На прошлой неделе Петрозаводская мэрия распространила информацию о том, что комиссия по культурно-историческому наследию поддержала инициативу прокуратуры города об установлении на здании надзорного ведомства памятной доски в честь «сталинского прокурора» Анатолия Волина/
Однако, как рассказал «АиФ-Карелии» один из членов комиссии, известный поисковик Юрий ДМИТРИЕВ, предварительное разрешение ведомство получило на установку не мемориальной, а информационной доски о том, что прокуратура Петрозаводска была образована в 1933 г. и что первым прокурором города был Волин.
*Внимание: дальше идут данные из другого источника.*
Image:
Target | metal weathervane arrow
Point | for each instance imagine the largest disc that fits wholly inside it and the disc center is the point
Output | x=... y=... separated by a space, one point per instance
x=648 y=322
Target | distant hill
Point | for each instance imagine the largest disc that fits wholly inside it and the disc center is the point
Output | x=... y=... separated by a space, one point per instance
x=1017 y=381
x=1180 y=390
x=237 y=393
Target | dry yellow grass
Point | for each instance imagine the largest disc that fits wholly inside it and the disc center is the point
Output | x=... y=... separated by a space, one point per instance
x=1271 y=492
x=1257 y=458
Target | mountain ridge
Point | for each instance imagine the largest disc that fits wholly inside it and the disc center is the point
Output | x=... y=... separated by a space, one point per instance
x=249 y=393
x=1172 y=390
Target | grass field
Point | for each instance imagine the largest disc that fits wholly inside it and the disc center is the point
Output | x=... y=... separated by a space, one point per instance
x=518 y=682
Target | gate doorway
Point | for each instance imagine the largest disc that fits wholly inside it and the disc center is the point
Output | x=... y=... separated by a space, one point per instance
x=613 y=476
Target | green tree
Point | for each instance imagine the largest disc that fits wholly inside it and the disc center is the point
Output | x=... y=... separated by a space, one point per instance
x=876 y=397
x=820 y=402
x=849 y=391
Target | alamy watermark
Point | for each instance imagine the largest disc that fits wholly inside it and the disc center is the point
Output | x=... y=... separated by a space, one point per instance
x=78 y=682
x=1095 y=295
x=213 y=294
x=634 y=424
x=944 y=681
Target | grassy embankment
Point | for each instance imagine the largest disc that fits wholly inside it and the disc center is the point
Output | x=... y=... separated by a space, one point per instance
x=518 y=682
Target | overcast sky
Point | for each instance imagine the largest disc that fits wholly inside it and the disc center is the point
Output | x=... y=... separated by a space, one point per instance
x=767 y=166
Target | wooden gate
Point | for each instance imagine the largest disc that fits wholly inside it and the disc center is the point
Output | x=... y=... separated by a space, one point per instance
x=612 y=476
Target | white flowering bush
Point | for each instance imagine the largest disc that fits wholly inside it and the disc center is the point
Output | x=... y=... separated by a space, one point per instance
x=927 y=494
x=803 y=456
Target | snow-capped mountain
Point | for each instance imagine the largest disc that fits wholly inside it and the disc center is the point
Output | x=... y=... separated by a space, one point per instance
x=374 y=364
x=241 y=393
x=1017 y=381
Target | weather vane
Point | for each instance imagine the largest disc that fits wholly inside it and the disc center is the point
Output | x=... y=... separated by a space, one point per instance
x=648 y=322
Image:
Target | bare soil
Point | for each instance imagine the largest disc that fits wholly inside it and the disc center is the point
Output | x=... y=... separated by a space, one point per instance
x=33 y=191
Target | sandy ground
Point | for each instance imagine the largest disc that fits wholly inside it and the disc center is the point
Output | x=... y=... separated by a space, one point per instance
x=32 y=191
Предварительное согласие дано с оговорками: прежде чем всплывет таким образом имя Волина, необходимо доказать, что он действительно являлся первым прокурором города. Пока таких доказательств представлено не было – лишь сведения о том, что Волин был назначен районным прокурором Петрозаводска, а районных прокуроров могло быть несколько. Тогда почему на доске должно быть именно его имя?
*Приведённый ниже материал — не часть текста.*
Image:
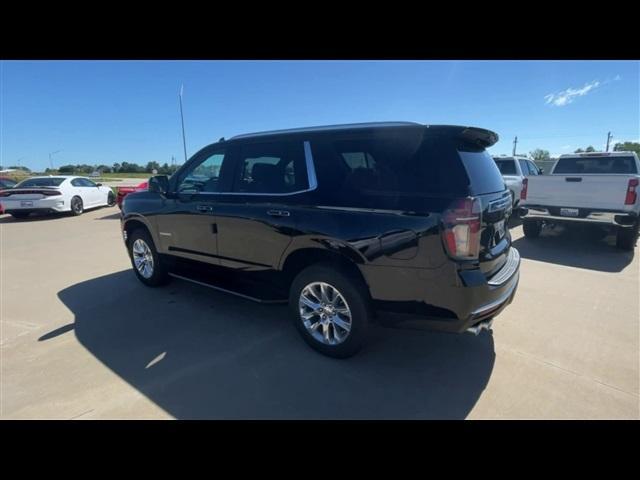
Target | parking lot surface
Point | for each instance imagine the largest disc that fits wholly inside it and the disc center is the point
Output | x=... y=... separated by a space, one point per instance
x=82 y=338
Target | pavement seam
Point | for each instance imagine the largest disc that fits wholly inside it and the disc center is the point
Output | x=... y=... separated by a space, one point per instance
x=540 y=360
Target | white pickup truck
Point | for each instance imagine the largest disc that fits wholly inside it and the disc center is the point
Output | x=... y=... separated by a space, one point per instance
x=514 y=170
x=596 y=188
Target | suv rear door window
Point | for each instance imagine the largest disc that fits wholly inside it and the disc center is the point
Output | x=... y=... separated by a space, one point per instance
x=506 y=167
x=596 y=165
x=271 y=168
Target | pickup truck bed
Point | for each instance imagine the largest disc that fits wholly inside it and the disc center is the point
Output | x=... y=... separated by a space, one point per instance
x=602 y=199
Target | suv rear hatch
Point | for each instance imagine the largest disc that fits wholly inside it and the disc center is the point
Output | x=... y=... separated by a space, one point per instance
x=475 y=227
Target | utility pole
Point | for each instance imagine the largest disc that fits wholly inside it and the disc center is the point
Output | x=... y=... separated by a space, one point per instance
x=50 y=160
x=184 y=140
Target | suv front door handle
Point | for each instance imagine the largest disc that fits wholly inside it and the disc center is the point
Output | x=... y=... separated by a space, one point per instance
x=278 y=213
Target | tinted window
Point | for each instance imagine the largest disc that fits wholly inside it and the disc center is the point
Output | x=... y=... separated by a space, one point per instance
x=506 y=167
x=483 y=173
x=41 y=182
x=596 y=165
x=277 y=167
x=533 y=168
x=203 y=176
x=82 y=182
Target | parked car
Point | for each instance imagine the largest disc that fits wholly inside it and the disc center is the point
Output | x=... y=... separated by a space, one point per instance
x=514 y=170
x=344 y=222
x=6 y=183
x=124 y=191
x=55 y=194
x=597 y=189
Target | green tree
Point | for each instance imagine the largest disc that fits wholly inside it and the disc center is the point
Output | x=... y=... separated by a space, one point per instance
x=152 y=166
x=20 y=167
x=627 y=147
x=538 y=154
«Мы стараемся быть беспристрастными, когда рассматриваем подобные обращения, - говорит Дмитриев. – И когда лет пять назад прокуратура впервые выступила с такой инициативой, я решил выяснить, что же это был за человек – Волин. Прочитав его мемуары, многое о нём узнал. К примеру, что он был одним из тех, кто согласовывал упрощённую судебную процедуру – без участия сторон и возможности апелляции - рассмотрения дел по пресловутой 58-й статье, что в 1937-38 гг. давал санкции на арест людей, которых сам же в 1955-56 году реабилитировал. А три года, проведённые в Карелии, считал для себя бесцельно потерянными годами. После Петрозаводска и Ленинграда Волина стремительно «взлетел» в Москве: сначала он заместитель, а через год уже Генеральный прокурор РСФСР, два срока - Председатель Верховного Суда СССР (и это при Сталине!). Я считаю, что имя этого «деятеля», пусть даже на информационной доске – факт не только невежества отдельных прокурорских работников, но и вызов современному обществу.
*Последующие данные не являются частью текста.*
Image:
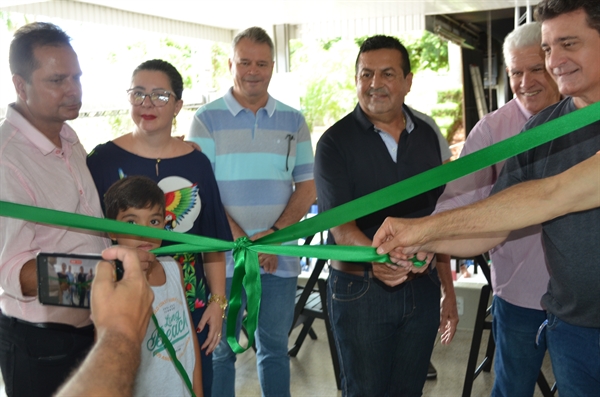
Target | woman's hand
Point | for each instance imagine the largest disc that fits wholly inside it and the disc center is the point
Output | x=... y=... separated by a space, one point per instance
x=213 y=317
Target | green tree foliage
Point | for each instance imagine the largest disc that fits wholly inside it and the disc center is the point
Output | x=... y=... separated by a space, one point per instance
x=219 y=58
x=330 y=92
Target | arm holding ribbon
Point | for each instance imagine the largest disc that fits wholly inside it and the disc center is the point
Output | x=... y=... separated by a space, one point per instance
x=525 y=204
x=111 y=366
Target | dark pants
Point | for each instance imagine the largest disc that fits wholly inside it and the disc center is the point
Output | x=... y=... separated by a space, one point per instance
x=384 y=337
x=36 y=361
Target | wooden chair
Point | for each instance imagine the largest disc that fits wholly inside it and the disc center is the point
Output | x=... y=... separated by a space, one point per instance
x=311 y=304
x=483 y=322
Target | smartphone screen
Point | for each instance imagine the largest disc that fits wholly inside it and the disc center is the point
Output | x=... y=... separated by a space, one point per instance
x=65 y=279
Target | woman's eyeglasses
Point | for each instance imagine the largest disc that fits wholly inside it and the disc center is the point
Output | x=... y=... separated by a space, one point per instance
x=158 y=98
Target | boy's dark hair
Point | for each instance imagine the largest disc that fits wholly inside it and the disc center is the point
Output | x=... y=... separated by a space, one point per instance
x=163 y=66
x=29 y=37
x=550 y=9
x=381 y=42
x=132 y=192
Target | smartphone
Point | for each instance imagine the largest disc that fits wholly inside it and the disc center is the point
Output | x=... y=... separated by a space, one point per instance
x=65 y=279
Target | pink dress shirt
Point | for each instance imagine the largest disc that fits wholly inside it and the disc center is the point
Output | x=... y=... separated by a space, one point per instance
x=519 y=272
x=35 y=172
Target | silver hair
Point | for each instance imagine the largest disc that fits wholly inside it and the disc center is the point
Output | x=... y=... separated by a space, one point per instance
x=523 y=36
x=256 y=35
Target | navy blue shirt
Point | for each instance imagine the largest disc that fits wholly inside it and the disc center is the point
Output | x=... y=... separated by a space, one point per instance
x=352 y=161
x=193 y=203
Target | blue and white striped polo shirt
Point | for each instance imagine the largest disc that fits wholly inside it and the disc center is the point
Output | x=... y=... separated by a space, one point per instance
x=256 y=160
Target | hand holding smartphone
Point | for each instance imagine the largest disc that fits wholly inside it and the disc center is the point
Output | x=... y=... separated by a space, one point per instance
x=65 y=279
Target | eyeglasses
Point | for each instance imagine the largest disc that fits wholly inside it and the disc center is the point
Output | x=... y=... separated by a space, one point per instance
x=158 y=98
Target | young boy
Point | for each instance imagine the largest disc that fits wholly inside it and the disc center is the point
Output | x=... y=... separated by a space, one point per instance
x=139 y=200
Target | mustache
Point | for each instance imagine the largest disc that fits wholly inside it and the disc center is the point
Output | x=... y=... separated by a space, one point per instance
x=380 y=90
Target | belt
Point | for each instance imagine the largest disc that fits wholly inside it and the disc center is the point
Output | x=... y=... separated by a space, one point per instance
x=89 y=329
x=359 y=270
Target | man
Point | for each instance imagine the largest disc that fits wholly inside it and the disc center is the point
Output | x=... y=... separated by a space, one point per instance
x=121 y=311
x=525 y=204
x=42 y=163
x=384 y=318
x=63 y=285
x=262 y=157
x=519 y=275
x=570 y=39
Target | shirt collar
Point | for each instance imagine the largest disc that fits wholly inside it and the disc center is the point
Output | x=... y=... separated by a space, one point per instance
x=525 y=112
x=366 y=124
x=234 y=106
x=39 y=140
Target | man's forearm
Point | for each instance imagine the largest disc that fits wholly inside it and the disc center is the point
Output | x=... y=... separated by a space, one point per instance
x=236 y=230
x=525 y=204
x=109 y=369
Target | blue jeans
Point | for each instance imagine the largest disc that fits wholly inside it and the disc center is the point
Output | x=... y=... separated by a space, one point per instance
x=518 y=359
x=274 y=322
x=384 y=337
x=575 y=355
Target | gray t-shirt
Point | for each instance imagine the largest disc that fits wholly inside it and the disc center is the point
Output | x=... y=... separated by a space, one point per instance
x=571 y=242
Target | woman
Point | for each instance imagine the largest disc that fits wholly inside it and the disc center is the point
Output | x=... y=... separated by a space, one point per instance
x=186 y=177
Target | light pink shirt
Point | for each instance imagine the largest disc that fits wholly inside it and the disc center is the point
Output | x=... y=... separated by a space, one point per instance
x=519 y=272
x=35 y=172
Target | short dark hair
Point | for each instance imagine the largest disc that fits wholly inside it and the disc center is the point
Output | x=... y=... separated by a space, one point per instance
x=550 y=9
x=163 y=66
x=29 y=37
x=132 y=192
x=380 y=42
x=256 y=35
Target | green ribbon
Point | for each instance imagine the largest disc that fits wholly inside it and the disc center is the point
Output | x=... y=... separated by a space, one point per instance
x=169 y=346
x=247 y=274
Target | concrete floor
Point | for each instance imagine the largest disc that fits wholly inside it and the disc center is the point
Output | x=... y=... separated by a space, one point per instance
x=312 y=371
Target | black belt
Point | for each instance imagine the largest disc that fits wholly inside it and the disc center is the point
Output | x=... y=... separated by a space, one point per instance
x=52 y=326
Более того, прокуратура в России учреждена 2 января 1722 года. Спустя несколько дней введены должности прокуроров и при надворных судах. Как-то не верится, что в городе, основанном Петром I, сей государственный институт в те времена отсутствовал напрочь. Но даже если отвергнуть «проклятый» царский режим, то прокурорский надзор в Советской России возвращён в правовое поле 28 мая 1922 года, когда было принято «Положение о прокурорском надзоре», согласно которому в составе Народного комиссариата юстиции была учреждена Государственная Прокуратура. Естественно, были органы прокуратуры и в Петрозаводске. Раз были «органы», значит был и начальник? Но спешить не будем. Пусть представят недостающие бумаги. Только после этого может появиться информационная доска о сем «памятном» событии. Если порядок будет нарушен – обяжем снять доску по суду и проинформируем Прокурора РФ о том, что его подчиненные плохо знают отечественную и ведомственную историю».
О том, чем чревато незнание своей истории и как открываются тайны прошлого, - в интервью Ю.Дмитриева нашей газете.
Пуля в затылок
- Юрий Алексеевич, вы 21 год занимаетесь поисковой работой. Открыли печально известный Сандармох, работали на многих других местах массовых захоронений. А как вышли на тему жертв репрессий?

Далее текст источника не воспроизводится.